Club 808: What’s your background as an artist?

Todd: I studied illustration and art history in college but somehow ended up as a project manager with our Research and Development group, so drawing playing cards isn’t in my usual day-to-day routine. I do some concept drawings for other projects when needed, but if the right project comes along, maybe I’ll get to contribute some art in the future.

Club 808: What would be a deck design you’d like to do in the future?

Todd: I guess if we need any monsters, vampires, aliens, etc. then I’m fully on board. Maybe I’ll get a chance to do some other projects, but I’m open to working on any design.

Club 808: Why zombies?

Todd: Zombies are just fun. The whole idea of having a list of Survival Tips for a zombie apocalypse was pretty appealing and sparked a lot of fun conversation around the office.

Club 808: What’s your favorite card in the deck?
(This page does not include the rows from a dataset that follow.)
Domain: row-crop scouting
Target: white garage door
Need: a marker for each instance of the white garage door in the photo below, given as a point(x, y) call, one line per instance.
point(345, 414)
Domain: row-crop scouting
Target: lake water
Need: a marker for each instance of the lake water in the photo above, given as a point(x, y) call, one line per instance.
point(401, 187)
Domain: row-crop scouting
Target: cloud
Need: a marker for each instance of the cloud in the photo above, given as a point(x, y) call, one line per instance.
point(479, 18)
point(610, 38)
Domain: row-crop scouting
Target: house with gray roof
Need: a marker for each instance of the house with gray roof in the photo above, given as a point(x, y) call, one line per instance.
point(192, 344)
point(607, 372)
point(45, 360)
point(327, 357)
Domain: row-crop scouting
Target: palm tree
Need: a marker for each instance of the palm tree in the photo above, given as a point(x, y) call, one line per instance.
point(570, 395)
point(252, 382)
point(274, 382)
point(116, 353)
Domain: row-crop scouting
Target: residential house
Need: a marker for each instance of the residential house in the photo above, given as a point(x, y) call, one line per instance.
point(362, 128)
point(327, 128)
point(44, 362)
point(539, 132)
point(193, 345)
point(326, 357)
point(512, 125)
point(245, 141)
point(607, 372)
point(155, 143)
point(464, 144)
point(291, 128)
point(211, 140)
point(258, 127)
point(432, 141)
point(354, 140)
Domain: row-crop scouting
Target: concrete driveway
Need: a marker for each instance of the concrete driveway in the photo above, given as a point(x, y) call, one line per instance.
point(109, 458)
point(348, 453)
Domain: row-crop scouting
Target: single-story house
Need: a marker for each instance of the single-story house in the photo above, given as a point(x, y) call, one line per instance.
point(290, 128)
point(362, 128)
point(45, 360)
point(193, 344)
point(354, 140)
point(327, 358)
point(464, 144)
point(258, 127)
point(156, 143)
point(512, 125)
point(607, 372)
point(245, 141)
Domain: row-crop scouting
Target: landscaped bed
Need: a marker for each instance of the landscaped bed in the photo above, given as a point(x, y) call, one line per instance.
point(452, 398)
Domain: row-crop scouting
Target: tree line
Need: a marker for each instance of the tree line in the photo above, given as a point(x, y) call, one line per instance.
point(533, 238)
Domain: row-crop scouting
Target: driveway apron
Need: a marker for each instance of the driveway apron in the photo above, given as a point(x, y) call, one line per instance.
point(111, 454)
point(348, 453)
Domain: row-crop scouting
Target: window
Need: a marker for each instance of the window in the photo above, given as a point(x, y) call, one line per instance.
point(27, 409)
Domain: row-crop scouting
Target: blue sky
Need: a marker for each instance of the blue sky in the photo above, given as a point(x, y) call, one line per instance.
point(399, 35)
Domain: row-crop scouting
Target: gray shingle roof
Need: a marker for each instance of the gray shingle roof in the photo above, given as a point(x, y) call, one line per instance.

Favorite survival tip?

Todd: My favorite card in the deck art-wise is the Joker. When we first came up with the idea for the deck this was the initial image that popped into my head. Favorite tip is on the ten of spades: “Don’t get friendly, they only like you for your brain.”

My all-time favorite art wasn’t used though. It was the zombie for the Ace of Spades and instead of just having a spade on his t-shirt (which we ended up using), there was an actual spade shaped hole in his chest. I thought it was pretty interesting, but maybe a little too rough for the overall tone of the deck.

Club 808: Favorite zombie movie?

Todd: My favorite zombie movie has to be Shaun of the Dead, but I also really love the Walking Dead.

Club 808: Thanks for speaking with us, Todd!